El Polisario oculta el dato

El Ministerio de Asuntos Exteriores de la RASD controlada por el Polisario celebró la decisión “histórica” del Parlamento sueco, pero ocultó que el reconocimiento de esta entidad contó con los votos de un partido de extrema derecha y xenófobo. El Ministerio saharaui denunció “la cabezonería del ocupante marroquí y su rechazo de la legalidad internacional, y la ocupación de partes” de un territorio que ha sido “reconocido por 80 países en el mundo”. Además, las autoridades de la RASD defendieron el “ejercicio por el pueblo saharaui de su derecho a la autodeterminación, a la libertad y a la independencia a través de un referéndum justo y transparente”, porque es “la única vía que permitirá una solución pacífica, democrática y definitiva al conflicto del Sáhara occidental”. Los medios de comunicación vinculados al Polisario, como la Red Información Radio Maizirat, celebraron el reconocimiento de la RASD por la Cámara baja sueca, pero también ocultaron la información sobre el voto de la extrema derecha. El representante del movimiento independentista saharaui en Suecia tampoco se refirió a ese dato, pero destacó que  “hoy vemos otra cara de Europa, una Europa que apoya el derecho y la legitimidad internacional”.

Descontento en Marruecos

En Marruecos,  la noticia del Parlamento sueco cayó como un jarro de agua fría.
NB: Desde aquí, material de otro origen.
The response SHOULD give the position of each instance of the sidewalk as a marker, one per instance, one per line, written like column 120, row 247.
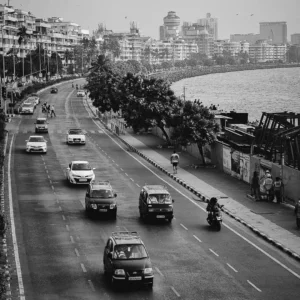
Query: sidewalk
column 274, row 222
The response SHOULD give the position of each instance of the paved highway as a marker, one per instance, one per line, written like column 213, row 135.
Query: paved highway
column 60, row 248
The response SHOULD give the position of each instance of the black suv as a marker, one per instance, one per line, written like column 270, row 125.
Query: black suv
column 126, row 259
column 101, row 198
column 156, row 202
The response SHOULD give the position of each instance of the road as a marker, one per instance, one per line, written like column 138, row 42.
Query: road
column 60, row 248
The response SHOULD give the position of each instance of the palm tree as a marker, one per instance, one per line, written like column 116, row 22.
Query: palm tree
column 23, row 37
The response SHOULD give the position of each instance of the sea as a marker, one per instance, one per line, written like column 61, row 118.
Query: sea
column 254, row 92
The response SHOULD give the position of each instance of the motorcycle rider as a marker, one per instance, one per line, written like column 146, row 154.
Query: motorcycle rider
column 212, row 207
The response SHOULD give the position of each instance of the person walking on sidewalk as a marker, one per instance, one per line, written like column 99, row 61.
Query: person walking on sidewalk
column 174, row 161
column 255, row 186
column 52, row 114
column 278, row 189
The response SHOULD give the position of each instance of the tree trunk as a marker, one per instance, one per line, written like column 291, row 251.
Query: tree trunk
column 162, row 128
column 201, row 153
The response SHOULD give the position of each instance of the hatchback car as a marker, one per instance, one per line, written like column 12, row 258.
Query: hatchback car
column 27, row 108
column 126, row 260
column 156, row 202
column 101, row 198
column 41, row 125
column 80, row 172
column 80, row 93
column 36, row 143
column 76, row 136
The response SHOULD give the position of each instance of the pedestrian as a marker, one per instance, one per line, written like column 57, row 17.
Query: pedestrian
column 278, row 189
column 255, row 186
column 174, row 161
column 52, row 111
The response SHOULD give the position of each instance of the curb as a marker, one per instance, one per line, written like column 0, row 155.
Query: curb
column 204, row 198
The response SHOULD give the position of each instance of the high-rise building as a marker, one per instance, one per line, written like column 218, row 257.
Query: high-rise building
column 211, row 25
column 295, row 39
column 171, row 27
column 251, row 38
column 276, row 32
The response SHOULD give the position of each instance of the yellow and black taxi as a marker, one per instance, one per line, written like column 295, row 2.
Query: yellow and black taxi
column 156, row 202
column 126, row 259
column 101, row 198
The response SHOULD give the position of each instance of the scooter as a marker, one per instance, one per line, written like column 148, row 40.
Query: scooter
column 215, row 219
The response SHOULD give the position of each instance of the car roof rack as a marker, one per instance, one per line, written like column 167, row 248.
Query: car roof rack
column 123, row 235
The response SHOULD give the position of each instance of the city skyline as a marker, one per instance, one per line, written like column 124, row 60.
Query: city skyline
column 234, row 16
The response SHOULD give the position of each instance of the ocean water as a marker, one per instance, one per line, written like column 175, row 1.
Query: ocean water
column 254, row 92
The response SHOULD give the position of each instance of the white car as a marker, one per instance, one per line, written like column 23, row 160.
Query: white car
column 27, row 108
column 80, row 93
column 80, row 172
column 76, row 136
column 36, row 143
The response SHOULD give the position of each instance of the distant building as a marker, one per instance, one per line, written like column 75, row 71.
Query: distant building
column 211, row 25
column 295, row 39
column 262, row 51
column 171, row 27
column 274, row 31
column 251, row 38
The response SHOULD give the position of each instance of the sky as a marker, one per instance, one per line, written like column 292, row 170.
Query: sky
column 234, row 16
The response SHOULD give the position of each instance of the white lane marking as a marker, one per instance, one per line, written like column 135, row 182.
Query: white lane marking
column 253, row 285
column 76, row 252
column 175, row 292
column 159, row 272
column 212, row 251
column 91, row 285
column 13, row 228
column 231, row 267
column 199, row 206
column 183, row 226
column 83, row 268
column 197, row 239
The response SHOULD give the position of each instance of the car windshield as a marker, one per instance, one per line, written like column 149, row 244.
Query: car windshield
column 81, row 167
column 75, row 131
column 101, row 194
column 124, row 252
column 159, row 198
column 36, row 139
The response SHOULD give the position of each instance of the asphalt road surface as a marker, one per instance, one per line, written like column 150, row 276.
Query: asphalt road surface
column 60, row 248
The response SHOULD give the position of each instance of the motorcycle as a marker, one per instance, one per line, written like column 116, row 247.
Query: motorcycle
column 215, row 218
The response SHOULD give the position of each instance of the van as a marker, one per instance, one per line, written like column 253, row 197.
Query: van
column 41, row 125
column 155, row 202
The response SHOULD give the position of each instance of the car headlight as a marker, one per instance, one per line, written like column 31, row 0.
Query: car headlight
column 148, row 271
column 119, row 272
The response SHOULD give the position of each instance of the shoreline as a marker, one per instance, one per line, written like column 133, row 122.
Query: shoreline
column 177, row 75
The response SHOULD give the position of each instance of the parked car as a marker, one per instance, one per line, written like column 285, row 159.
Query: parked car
column 36, row 143
column 126, row 260
column 76, row 136
column 80, row 172
column 27, row 108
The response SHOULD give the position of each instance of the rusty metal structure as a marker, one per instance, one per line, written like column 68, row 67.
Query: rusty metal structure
column 277, row 138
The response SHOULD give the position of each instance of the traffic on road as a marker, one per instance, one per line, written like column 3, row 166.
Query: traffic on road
column 96, row 221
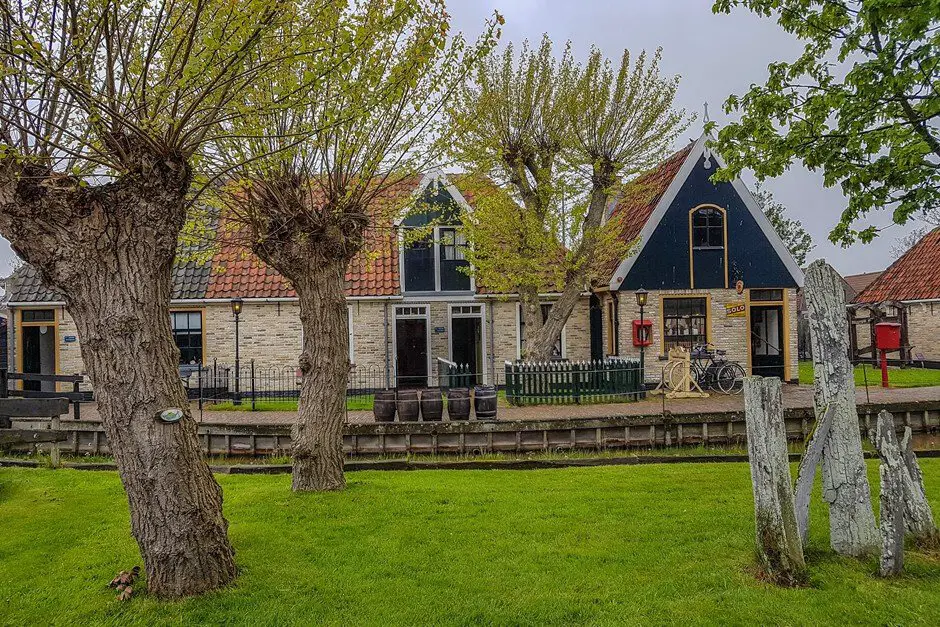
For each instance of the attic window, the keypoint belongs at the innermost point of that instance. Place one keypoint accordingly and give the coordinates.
(708, 228)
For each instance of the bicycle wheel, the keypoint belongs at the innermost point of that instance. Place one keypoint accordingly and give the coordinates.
(730, 378)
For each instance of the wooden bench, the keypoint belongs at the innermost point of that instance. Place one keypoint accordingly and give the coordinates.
(76, 396)
(51, 408)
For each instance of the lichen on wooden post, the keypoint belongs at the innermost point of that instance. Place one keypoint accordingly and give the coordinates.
(807, 473)
(779, 548)
(891, 471)
(918, 517)
(845, 483)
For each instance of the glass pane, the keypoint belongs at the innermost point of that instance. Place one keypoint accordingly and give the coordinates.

Diversos protagonistas de la vida saharaui, como jefes de tribus y miembros de la sociedad civil, valoraron negativamente la decisión del Parlamento sueco. En declaraciones a la agencia oficial MAP, uno de esos saharauis que defiende la marroquinidad del Sáhara occidental pidió a la Cámara sueca que “en lugar de caer en la trampa de las tesis propagandistas del Polisario, el Parlamento sueco tendría más bien que interesarse por la lamentable situación de los marroquíes secuestrados en los campamento de Tinduf, y las violaciones de los derechos humanos en el territorio argelino”. El presidente de la Asociación de los Desaparecidos del Polisario (APDP), Dahi Aguai, señaló que la decisión de la Cámara sueca es “contraria” a las resoluciones de la ONU, porque “los parlamentos democráticos no pueden sostener a los torturadores”.  Mohamed Taj Eddine El Hoseini, profesor de Derecho Internacional en la Universidad Mohamed V de Rabat, estimó que la decisión del Parlamento sueco tendrá repercusiones internacionales negativas, porque viola la legalidad. Por su parte, El Hasan Bukantar, profesor de Relaciones Internacionales en la Facultad de Derecho de Agdal, en Rabat, lamentó la medida “desfasada” y contraria al “desarrollo que ha conocido la cuestión del Sáhara marroquí y el trato que le reserva la comunidad internacional”. En nombre de la USFP (socialista), Talaa Saud Atlasi, pidió “más clarividencia” a Suecia.